Она понимает, что нужно послушаться, понимает, что Грозный прав, что Грозный видел куда больше и зря не скажет, но она слишком долго шла через эту проклятую рощу. Она свое отбоялась и не хочет скидок. Что бы там ни было, она это увидит.
– Отойди.
Грозный качает головой, но не спорит, делает шаг в сторону и становится рядом. Привереда чуть поднимает факел и закусывает губу, чтобы не закричать.
Потому что видит мертвую Свечку.
Белокурая полулежит на мягкой земле, не забыв, правда, постелить пальто. Рубашка и брюки расстегнуты, правая рука Свечки закрывает грудь, а ладонь левой покоится между ног. Голова откинута на камень, одна нога согнута в колене, и кажется, что девушка просто ласкает себя.
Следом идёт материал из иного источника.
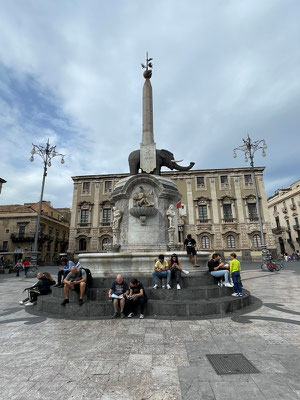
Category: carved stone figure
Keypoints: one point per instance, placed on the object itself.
(170, 213)
(164, 158)
(117, 216)
(143, 198)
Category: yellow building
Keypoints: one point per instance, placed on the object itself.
(284, 208)
(1, 183)
(17, 230)
(218, 207)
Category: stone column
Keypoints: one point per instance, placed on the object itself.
(147, 147)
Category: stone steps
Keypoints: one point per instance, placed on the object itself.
(192, 293)
(162, 308)
(200, 296)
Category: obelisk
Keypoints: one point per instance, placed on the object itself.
(148, 146)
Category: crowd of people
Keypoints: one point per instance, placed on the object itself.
(126, 298)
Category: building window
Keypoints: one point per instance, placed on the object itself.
(230, 242)
(21, 230)
(202, 213)
(84, 216)
(106, 216)
(256, 241)
(224, 180)
(248, 179)
(200, 181)
(85, 187)
(252, 211)
(227, 212)
(105, 242)
(107, 186)
(82, 244)
(205, 243)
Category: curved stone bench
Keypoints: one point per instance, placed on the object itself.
(199, 297)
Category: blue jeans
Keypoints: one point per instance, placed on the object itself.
(219, 273)
(236, 277)
(160, 275)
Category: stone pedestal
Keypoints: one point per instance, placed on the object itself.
(144, 200)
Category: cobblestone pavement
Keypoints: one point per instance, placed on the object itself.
(45, 358)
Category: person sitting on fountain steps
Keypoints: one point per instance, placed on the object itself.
(75, 280)
(190, 246)
(217, 268)
(161, 270)
(137, 297)
(118, 292)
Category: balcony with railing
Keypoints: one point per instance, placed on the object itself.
(17, 237)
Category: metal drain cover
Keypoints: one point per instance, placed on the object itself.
(227, 364)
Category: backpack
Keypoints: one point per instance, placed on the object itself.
(89, 277)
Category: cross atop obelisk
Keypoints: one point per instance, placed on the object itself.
(148, 146)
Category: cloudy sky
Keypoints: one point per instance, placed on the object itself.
(70, 71)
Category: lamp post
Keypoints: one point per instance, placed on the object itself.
(46, 153)
(249, 148)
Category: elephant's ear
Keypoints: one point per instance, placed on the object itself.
(164, 153)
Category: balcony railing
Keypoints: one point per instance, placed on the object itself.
(228, 220)
(278, 230)
(29, 237)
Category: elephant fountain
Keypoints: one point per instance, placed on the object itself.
(164, 158)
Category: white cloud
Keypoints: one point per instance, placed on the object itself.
(221, 70)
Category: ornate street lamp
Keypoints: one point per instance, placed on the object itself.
(46, 153)
(249, 148)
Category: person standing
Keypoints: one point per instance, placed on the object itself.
(26, 266)
(190, 246)
(161, 270)
(19, 267)
(63, 271)
(176, 269)
(235, 272)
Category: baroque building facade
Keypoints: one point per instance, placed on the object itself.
(284, 209)
(17, 231)
(218, 207)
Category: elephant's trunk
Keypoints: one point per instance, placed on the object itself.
(180, 168)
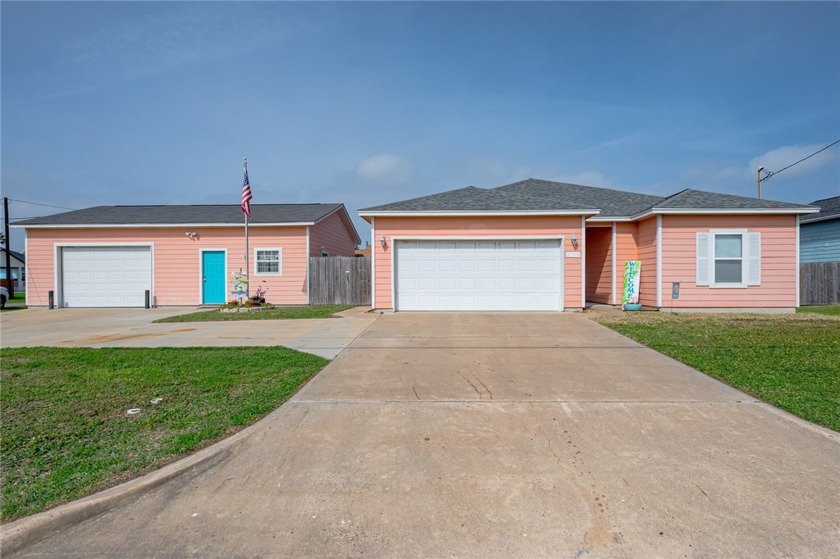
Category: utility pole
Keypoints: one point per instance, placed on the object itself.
(758, 181)
(10, 283)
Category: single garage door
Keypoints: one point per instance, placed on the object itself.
(502, 275)
(105, 276)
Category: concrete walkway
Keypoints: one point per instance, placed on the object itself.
(136, 328)
(491, 435)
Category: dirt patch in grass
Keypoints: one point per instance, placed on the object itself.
(66, 432)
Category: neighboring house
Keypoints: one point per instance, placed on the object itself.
(18, 265)
(109, 256)
(819, 233)
(542, 245)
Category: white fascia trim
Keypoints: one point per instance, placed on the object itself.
(481, 214)
(373, 264)
(723, 211)
(659, 261)
(161, 225)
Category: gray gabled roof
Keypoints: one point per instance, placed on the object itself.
(610, 202)
(261, 214)
(829, 209)
(689, 199)
(473, 199)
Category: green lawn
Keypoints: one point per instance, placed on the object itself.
(832, 310)
(790, 361)
(65, 431)
(277, 313)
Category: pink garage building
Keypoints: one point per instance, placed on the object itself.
(109, 256)
(542, 245)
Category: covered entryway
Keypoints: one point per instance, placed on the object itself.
(105, 276)
(479, 275)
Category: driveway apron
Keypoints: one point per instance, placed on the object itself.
(494, 435)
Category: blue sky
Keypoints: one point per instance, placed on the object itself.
(369, 103)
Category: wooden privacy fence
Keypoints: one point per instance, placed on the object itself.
(339, 280)
(819, 283)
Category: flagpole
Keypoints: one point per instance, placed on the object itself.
(247, 265)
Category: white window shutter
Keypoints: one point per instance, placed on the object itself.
(703, 261)
(753, 258)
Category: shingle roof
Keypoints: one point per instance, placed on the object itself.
(473, 199)
(187, 215)
(829, 209)
(689, 199)
(610, 202)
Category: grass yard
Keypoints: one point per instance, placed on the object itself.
(831, 310)
(277, 313)
(65, 431)
(790, 361)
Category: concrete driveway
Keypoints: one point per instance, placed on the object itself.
(136, 328)
(491, 435)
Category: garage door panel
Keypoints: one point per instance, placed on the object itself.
(105, 276)
(478, 275)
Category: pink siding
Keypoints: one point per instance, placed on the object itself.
(331, 235)
(599, 264)
(647, 255)
(469, 227)
(177, 259)
(778, 261)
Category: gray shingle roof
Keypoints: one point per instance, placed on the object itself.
(611, 202)
(689, 199)
(473, 199)
(187, 215)
(829, 208)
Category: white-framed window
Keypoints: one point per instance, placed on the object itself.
(268, 261)
(728, 258)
Кажется, что сейчас она увидит спутников, блаженная улыбка превратится в гримасу, Свечка зальется стыдливой краской и… Нет, не зальется. Даже в мерцающем свете импровизированного факела видно, что девушка слишком бледна. Как мел. Как снег. И на ее теле поблескивают кристаллики льда.
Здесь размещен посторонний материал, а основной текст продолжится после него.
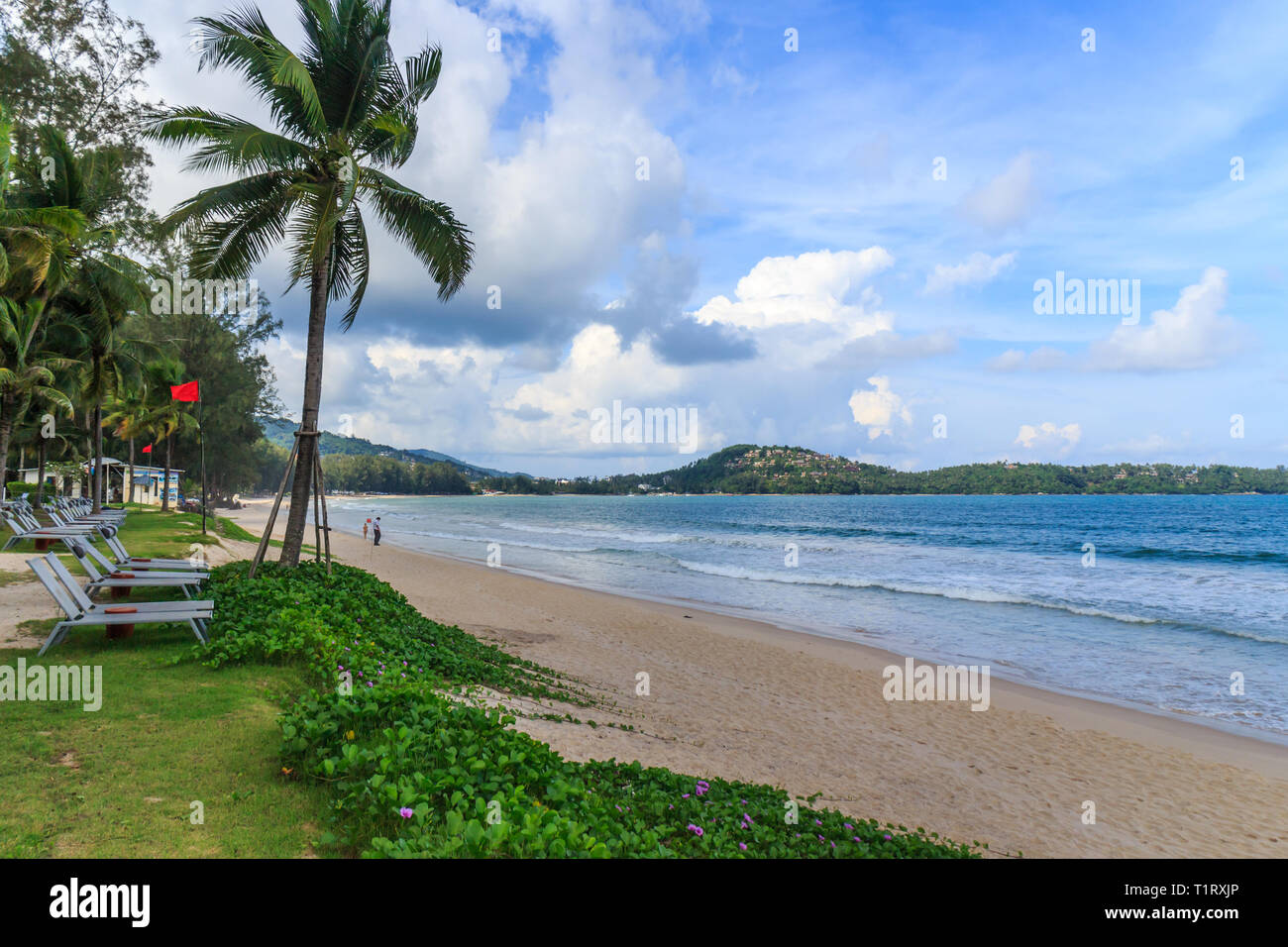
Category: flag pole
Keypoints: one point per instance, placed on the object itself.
(201, 440)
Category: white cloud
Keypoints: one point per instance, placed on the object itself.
(1047, 436)
(1193, 334)
(1008, 200)
(877, 408)
(1042, 359)
(978, 269)
(810, 287)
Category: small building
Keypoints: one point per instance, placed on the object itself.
(146, 487)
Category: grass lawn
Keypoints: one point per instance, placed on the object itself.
(120, 781)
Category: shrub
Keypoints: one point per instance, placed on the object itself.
(415, 774)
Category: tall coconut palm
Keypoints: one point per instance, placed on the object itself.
(55, 208)
(26, 371)
(80, 273)
(128, 420)
(343, 112)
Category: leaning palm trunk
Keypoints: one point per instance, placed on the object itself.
(5, 433)
(98, 458)
(296, 518)
(344, 112)
(40, 474)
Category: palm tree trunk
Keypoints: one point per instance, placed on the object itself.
(40, 474)
(165, 483)
(5, 433)
(299, 510)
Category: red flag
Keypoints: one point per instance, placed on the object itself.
(188, 390)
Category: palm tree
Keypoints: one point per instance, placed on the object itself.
(344, 111)
(114, 363)
(78, 274)
(26, 373)
(55, 223)
(128, 419)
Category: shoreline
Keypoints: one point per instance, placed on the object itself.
(747, 699)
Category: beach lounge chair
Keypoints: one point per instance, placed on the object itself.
(30, 521)
(133, 579)
(125, 561)
(84, 521)
(80, 611)
(146, 567)
(22, 531)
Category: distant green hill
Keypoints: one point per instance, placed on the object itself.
(754, 470)
(281, 432)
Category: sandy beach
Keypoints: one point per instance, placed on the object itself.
(746, 699)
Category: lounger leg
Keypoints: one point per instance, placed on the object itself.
(52, 639)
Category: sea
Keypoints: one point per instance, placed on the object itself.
(1176, 604)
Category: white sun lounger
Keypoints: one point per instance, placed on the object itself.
(133, 579)
(80, 611)
(125, 561)
(145, 567)
(26, 532)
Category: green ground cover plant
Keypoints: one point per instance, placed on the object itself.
(412, 770)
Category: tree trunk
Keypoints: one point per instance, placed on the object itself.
(40, 474)
(97, 486)
(5, 433)
(165, 483)
(299, 510)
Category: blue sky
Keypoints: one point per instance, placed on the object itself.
(793, 269)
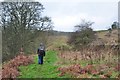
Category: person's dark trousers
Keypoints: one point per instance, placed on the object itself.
(40, 59)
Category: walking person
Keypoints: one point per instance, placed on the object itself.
(41, 53)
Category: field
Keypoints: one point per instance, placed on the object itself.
(95, 61)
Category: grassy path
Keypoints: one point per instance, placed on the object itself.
(47, 70)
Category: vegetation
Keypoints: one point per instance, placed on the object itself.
(21, 23)
(83, 35)
(83, 53)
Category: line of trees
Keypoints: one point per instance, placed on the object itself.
(82, 36)
(21, 23)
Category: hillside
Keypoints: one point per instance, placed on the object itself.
(61, 62)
– Добрые Праведники, – шепчет Привереда, наконец-то вспоминая, что когда-то ходила в церковь. – Да что же здесь происходит?
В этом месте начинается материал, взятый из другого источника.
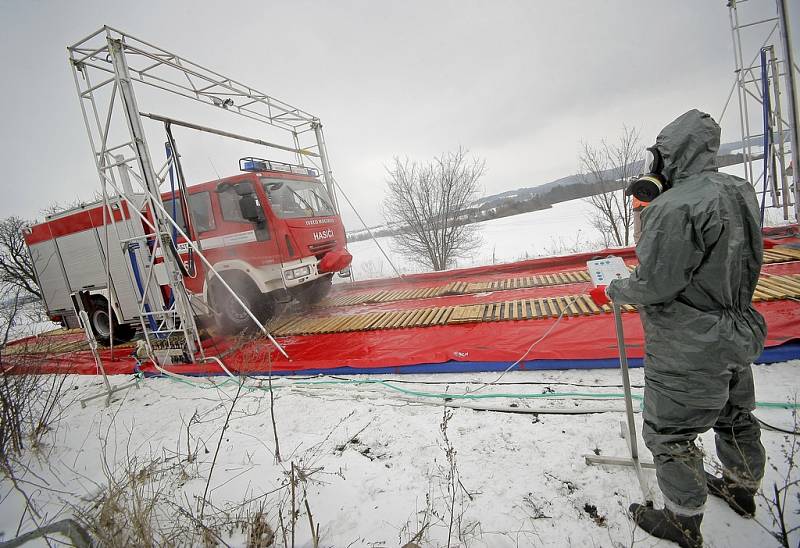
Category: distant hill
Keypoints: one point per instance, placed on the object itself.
(532, 198)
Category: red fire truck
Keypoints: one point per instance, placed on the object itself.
(272, 232)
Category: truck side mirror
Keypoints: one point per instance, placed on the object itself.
(251, 209)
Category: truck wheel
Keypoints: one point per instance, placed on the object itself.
(316, 291)
(102, 325)
(232, 318)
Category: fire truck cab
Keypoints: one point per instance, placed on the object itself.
(271, 232)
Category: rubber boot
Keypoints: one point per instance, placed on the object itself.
(684, 530)
(740, 499)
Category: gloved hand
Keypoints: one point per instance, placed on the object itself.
(598, 295)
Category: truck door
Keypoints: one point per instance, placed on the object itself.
(243, 232)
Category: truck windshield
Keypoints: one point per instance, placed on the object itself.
(291, 199)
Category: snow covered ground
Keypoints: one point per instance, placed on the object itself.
(380, 464)
(564, 228)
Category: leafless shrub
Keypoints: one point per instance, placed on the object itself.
(16, 267)
(776, 496)
(608, 167)
(428, 201)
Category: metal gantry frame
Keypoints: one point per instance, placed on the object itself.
(108, 66)
(773, 70)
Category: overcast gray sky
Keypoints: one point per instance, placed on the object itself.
(520, 84)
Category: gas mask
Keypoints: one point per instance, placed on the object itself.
(648, 186)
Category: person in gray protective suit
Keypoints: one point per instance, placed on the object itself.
(700, 255)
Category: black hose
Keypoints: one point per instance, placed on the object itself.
(777, 429)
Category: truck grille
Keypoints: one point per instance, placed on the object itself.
(322, 247)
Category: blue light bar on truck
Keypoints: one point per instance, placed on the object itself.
(259, 164)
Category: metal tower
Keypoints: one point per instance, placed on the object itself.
(108, 67)
(767, 96)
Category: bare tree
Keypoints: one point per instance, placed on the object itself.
(16, 267)
(427, 201)
(608, 167)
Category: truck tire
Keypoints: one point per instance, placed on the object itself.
(102, 325)
(231, 317)
(315, 291)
– «Огненная льдинка», – хрипло отвечает Грозный.
– Что?
– Знак Пустоты. – Он поднимает руку и коротким нервным движением трет лоб. А потом опускает ее, какое-то время бессмысленно поводит перед собой и в конце концов прячет в карман. Он расстроен.
– Какой пустоты? – Привереде кажется, что лысый сошел с ума. – Какой, твою мать, пустоты?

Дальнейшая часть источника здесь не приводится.